Entrepreneurship
Saturday, I had a fascinating morning starting a 10-week entrepreneurship program. I sat face-to-face with a couple of people who could likely write 7-figure checks that would clear the bank.
Tuesday was day 2 of the entrepreneurship class. I can sum up the general mood of the class with two words: energy and optimism. Speakers, coaches, and students were increasingly energized as the 3.5 hour class progressed. There are some talented students in my class who have already have revenue, employees, and venture capital. Others have a Ph.D. thesis and novel ideas from their post-doc work. I am presently somewhere in between: I am beyond the idea phase and well into the software product development phase. I have demo-able software and am self-funded to the tune of approx. $50,000.
Apparently my ideas and software are starting to get traction within the group. It is possible that some college students will write the Sigma1 Financial business plan as a for-credit exercise. If this pans out, I get a free first-draft business plan, and they get college credit. That spells “win-win” to me.
I have also learned that my “elevator pitch” needs work. My off-the-cuff pitch on Day 1 was my best. Successive effort have been worse. Feedback examples include: I felt buried; too much financial jargon; too long. This is great feedback! Better ideas from the group include gems such as:
- Financial Risk: If you can see it, you can avoid it. Understand risk, visualize risk, and using proprietary software decrease risk by X%.
- Nobody likes risk, but almost nobody truly understands it. Sigma1 software does.
- Helping financial advisers model and explain risk to their clients.
- Visualizing risk… Really!
Here’s the revised elevator pitch based off of their feedback. “Hi, I founded Sigma1 Software. If you own an investment portfolio there is one think you should know: it was probably constructed with using flawed risk models. Sigma1 Software can analyze your existing portfolio using better risk models. It will also build alternative portfolios and display the results visually. Our software not only reduces risk; it helps you visualize risk.
Few people like financial risk, and fewer still truly understand risk. Sigma1 Software does, and it uses advanced risk models and proprietary algorithms to help you build a better portfolio.

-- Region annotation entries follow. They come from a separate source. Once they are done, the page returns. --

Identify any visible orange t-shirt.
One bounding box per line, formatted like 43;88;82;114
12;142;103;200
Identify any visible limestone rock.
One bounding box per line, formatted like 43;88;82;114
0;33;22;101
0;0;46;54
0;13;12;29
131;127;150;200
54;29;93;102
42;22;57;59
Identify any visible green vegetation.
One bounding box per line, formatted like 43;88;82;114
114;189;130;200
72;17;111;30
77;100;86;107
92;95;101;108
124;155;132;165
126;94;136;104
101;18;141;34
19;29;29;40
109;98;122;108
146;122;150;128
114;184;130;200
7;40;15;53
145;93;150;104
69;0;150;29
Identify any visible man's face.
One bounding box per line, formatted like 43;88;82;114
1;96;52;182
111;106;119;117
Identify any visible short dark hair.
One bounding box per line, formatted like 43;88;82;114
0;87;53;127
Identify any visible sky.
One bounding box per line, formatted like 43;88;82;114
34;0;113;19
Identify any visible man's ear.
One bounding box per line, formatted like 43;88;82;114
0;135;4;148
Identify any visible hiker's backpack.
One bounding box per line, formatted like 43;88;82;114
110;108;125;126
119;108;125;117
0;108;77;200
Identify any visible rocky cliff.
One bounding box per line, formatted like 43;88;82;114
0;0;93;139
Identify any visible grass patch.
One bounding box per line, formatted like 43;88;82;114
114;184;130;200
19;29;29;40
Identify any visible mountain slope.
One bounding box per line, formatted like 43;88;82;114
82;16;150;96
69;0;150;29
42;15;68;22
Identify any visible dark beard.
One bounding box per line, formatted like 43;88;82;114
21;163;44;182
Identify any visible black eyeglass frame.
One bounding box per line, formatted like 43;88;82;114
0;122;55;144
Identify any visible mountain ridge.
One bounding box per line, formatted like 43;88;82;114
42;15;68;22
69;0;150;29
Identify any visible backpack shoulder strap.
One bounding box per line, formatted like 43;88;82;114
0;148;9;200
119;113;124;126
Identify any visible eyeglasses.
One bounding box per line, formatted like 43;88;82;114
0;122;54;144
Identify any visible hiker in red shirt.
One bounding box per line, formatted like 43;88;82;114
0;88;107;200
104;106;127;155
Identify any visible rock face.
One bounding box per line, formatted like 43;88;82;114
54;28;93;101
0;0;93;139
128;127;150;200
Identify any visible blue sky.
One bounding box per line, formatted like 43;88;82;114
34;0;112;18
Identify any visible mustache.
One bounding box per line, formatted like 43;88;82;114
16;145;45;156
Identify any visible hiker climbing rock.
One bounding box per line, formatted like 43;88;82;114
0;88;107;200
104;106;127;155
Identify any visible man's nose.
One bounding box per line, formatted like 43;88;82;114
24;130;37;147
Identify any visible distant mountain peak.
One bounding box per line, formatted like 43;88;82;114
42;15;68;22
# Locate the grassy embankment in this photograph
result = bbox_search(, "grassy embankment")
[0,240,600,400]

That’s the pitch: Smarter risk models, risk reduction, and powerful visualization tools. It’s what we do at Sigma1 Software.”
Building a Solid Team
To take Sigma1 Software to the next level, I need a great team. At a minimum I need a salesperson. This person needs both sales experience and experience in the financial industry. Having a wide network of connections to financial professionals is a plus. I’m looking for someone will no only close deals, but work with me and our attorneys to construct standard contracts and pricing models. A person who will build and maintain long-term relationships with our customers while finding new customers. Finally a salesperson who listens to customer needs in order to help us improve our software and software support.
Next on my hiring list is a second software developer specializing in user interface development for Windows, Linux, and Web applications. I’m looking for a developer who also has the interpersonal skills to 1) contribute to a highly collaborative environment, 2) conduct customer training, 3) join sales visits to demo Sigma1 software and answer technical questions. Pluses would be Windows and/or Linux sysadmin and IT skills. The software developer position would also require occasional work performing unit, regression, and beta testing of the portfolio-optimization suite.
It is crucial that any employees, partners, or employee/partners believe in Sigma1’s mission: To build and sell revolutionary portfolio-optimization technologies which will revitalize and reinvent the financial industry. To that end, equity in the form of voting, non-voting, dilutable, and possibly non-dilutable stock are likely to be an important part of any hiring agreement.